Description
Running
sql("SELECT id as a FROM RANGE(10)").createOrReplaceTempView("A") sql("SELECT NULL as a FROM RANGE(10)").createOrReplaceTempView("NULLTAB") sql("SELECT 1 as goo FROM A LEFT OUTER JOIN NULLTAB ON A.a = NULLTAB.a").collect()
results in:
org.apache.spark.sql.AnalysisException: Detected cartesian product for LEFT OUTER join between logical plans
Project
+- Range (0, 10, step=1, splits=None)
and
Project
+- Range (0, 10, step=1, splits=None)
Join condition is missing or trivial.
Use the CROSS JOIN syntax to allow cartesian products between these relations.;
at
org.apache.spark.sql.catalyst.optimizer.CheckCartesianProducts$$anonfun$apply$21.applyOrElse(Optimizer.scala:1121)

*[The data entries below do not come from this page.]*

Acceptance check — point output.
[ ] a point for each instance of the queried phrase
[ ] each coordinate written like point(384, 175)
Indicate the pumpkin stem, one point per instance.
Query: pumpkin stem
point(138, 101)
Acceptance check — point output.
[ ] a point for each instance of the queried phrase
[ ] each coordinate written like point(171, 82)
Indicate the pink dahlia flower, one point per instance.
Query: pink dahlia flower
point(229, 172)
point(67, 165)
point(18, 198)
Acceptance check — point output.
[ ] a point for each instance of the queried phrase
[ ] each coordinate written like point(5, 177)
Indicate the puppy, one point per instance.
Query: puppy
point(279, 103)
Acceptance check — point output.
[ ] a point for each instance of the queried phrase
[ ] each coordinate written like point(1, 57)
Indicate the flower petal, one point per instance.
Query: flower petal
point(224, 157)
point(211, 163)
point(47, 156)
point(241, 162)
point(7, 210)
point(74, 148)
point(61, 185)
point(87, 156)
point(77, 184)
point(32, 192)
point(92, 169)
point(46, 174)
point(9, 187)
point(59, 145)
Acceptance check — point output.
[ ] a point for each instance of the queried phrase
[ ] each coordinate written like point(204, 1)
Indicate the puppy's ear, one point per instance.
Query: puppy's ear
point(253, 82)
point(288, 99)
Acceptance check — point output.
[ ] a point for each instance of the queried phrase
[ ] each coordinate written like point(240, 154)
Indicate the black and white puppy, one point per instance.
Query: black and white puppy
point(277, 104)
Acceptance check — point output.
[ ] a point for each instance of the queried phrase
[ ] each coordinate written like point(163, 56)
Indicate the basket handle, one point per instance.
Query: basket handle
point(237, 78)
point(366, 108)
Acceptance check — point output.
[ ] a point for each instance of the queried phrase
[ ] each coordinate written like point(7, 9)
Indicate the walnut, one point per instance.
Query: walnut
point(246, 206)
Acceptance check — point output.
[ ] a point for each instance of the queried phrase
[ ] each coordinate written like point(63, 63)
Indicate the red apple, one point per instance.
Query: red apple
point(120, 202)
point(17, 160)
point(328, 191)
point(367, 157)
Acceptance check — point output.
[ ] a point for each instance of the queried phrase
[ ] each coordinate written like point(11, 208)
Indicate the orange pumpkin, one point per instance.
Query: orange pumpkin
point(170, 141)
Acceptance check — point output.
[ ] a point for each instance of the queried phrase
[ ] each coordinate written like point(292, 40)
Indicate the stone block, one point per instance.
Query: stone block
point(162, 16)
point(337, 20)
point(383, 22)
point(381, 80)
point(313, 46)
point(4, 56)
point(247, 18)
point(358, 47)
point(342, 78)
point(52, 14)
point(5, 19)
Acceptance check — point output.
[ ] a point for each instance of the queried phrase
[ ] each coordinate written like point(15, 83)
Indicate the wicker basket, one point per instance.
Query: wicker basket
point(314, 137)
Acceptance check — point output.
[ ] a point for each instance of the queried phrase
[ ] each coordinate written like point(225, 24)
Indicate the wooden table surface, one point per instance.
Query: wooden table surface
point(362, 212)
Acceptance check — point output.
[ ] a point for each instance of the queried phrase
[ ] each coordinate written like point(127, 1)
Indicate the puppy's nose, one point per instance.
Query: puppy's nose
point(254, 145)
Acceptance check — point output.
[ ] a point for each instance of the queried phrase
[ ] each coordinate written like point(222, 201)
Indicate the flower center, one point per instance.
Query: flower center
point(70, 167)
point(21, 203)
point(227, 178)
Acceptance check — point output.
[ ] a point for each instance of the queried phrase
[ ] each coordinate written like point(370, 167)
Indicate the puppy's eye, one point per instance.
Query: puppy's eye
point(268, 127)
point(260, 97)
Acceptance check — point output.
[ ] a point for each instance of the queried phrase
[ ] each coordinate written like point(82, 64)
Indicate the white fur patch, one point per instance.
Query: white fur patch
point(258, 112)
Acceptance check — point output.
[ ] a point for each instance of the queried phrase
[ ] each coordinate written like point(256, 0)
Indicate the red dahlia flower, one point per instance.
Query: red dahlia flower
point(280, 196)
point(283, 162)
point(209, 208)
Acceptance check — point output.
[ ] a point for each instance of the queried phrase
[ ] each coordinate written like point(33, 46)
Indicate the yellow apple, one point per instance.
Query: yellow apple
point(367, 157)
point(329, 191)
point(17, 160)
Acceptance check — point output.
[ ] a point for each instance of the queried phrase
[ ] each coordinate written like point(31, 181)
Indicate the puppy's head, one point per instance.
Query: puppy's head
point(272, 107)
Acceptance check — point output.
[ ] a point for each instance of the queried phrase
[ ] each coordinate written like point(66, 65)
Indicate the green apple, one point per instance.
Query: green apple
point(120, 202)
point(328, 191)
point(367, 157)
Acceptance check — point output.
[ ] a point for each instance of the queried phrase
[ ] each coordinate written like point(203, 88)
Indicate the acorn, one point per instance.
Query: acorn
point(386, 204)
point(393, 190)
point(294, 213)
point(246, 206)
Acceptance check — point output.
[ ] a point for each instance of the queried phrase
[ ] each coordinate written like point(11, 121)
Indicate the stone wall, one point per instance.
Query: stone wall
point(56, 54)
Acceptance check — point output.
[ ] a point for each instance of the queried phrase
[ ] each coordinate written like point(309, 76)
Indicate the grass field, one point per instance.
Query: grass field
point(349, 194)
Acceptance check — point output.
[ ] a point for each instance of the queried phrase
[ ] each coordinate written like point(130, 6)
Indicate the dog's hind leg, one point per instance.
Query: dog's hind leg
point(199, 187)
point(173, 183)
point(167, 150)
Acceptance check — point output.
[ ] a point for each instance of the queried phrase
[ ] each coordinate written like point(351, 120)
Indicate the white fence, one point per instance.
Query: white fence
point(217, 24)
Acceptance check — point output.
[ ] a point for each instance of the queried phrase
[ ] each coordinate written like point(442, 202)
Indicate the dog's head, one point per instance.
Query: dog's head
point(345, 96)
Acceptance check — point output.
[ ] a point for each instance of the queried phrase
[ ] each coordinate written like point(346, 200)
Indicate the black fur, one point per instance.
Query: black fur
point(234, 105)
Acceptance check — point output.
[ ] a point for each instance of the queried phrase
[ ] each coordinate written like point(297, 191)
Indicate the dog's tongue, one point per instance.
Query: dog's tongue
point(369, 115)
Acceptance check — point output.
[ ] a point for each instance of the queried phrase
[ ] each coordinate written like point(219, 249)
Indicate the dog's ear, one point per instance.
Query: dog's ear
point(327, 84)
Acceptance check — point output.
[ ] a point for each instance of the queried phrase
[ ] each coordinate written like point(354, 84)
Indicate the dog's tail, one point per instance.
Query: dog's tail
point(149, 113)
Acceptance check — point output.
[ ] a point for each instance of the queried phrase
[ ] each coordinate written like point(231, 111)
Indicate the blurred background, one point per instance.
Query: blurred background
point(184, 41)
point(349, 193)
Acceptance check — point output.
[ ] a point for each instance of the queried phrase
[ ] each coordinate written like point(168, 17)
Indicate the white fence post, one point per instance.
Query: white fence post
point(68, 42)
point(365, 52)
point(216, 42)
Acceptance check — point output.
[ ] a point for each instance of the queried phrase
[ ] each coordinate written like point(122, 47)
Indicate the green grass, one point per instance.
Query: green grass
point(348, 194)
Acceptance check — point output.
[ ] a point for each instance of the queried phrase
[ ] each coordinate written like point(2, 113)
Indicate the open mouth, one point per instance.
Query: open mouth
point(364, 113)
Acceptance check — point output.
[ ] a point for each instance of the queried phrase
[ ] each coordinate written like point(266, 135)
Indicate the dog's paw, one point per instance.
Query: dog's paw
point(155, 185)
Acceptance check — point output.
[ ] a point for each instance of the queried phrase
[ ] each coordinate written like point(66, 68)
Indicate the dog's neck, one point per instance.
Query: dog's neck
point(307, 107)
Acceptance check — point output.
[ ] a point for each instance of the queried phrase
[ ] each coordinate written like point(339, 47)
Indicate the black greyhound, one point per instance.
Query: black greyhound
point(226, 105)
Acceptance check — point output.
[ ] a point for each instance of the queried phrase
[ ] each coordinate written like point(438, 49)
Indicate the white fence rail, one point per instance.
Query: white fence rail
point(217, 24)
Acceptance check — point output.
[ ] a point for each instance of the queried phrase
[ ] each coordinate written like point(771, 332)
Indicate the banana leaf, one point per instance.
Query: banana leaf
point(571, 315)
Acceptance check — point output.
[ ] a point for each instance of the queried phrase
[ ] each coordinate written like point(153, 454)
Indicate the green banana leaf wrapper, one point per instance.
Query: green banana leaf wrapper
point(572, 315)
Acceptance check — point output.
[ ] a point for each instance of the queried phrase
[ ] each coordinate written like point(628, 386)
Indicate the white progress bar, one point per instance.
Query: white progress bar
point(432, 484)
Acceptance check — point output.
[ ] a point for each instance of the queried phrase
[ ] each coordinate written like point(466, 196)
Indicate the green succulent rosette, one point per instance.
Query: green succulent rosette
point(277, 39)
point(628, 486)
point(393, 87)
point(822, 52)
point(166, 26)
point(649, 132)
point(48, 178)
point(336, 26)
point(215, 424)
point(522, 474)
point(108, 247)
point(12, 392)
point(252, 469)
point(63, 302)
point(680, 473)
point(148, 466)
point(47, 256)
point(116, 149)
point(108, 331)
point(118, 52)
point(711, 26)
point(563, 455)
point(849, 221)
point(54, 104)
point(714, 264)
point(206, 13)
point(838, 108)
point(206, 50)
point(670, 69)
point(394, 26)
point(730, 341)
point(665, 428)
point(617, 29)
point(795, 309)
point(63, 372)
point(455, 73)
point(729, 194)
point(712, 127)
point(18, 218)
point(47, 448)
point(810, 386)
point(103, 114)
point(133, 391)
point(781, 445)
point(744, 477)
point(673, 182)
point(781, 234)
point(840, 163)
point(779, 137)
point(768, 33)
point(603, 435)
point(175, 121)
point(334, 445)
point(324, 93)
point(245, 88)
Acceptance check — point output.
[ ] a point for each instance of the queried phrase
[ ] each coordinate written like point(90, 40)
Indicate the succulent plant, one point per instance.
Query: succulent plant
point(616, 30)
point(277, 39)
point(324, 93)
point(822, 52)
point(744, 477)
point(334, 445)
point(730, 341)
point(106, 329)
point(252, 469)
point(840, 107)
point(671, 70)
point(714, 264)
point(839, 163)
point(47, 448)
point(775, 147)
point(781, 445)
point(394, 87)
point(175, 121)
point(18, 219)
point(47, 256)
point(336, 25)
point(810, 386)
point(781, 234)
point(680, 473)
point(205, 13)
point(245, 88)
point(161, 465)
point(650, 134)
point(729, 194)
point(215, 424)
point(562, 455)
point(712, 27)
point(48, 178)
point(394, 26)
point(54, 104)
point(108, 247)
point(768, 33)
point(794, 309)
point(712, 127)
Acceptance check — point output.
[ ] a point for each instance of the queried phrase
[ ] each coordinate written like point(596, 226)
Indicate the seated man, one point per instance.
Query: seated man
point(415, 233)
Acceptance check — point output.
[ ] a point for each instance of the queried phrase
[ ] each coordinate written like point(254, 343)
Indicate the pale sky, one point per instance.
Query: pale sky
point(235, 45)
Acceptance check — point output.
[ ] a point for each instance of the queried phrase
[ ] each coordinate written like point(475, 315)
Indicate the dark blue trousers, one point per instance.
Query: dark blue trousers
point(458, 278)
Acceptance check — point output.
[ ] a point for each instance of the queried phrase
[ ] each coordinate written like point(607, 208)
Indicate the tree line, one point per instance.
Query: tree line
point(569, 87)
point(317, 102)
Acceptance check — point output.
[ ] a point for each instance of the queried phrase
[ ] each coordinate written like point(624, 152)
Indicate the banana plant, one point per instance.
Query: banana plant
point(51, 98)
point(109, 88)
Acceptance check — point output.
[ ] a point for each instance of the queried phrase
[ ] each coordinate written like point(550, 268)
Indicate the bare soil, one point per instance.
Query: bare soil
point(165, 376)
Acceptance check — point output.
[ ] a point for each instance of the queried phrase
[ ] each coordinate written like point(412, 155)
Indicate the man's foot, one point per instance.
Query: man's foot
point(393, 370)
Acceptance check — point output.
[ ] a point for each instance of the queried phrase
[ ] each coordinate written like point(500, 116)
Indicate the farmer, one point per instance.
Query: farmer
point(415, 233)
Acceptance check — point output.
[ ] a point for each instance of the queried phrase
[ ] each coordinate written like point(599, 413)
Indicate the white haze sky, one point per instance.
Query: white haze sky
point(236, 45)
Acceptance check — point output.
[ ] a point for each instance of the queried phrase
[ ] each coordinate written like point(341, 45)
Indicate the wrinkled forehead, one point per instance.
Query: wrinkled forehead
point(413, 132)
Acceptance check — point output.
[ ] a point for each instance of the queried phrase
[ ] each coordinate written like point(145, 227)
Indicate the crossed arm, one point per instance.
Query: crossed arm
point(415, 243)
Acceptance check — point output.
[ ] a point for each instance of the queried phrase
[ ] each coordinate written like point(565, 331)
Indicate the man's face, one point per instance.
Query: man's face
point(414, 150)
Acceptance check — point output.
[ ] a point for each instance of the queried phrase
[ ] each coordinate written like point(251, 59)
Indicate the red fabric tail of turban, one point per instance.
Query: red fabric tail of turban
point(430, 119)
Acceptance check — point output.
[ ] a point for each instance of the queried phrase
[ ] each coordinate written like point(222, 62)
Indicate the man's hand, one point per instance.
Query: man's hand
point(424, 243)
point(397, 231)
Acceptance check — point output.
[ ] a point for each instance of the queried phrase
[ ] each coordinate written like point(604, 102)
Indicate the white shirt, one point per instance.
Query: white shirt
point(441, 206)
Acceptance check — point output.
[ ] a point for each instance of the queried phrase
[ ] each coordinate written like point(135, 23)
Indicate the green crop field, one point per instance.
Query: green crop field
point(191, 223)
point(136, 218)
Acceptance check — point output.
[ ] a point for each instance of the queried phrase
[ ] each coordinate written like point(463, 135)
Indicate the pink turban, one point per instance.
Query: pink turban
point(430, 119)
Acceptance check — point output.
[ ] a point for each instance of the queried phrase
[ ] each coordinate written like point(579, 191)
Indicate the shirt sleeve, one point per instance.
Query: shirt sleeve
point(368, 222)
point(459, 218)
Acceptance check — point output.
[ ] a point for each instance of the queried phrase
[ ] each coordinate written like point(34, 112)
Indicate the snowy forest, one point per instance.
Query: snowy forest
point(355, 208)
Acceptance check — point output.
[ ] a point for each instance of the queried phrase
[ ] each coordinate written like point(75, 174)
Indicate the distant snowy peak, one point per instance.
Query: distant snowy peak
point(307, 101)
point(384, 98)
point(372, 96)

This is because NULLTAB.a is constant folded to null, and then the condition is constant folded altogether:
=== Applying Rule org.apache.spark.sql.catalyst.optimizer.NullPropagation === GlobalLimit 21 +- LocalLimit 21 +- Project [1 AS goo#28] ! +- Join LeftOuter, (a#0L = null) :- Project [id#1L AS a#0L] : +- Range (0, 10, step=1, splits=None) +- Project +- Range (0, 10, step=1, splits=None) GlobalLimit 21 +- LocalLimit 21 +- Project [1 AS goo#28] +- Join LeftOuter, null :- Project [id#1L AS a#0L] : +- Range (0, 10, step=1, splits=None) +- Project +- Range (0, 10, step=1, splits=None)
And then CheckCartesianProduct doesn't like it, even though the condition does not produce a cartesian product, but evaluates to null.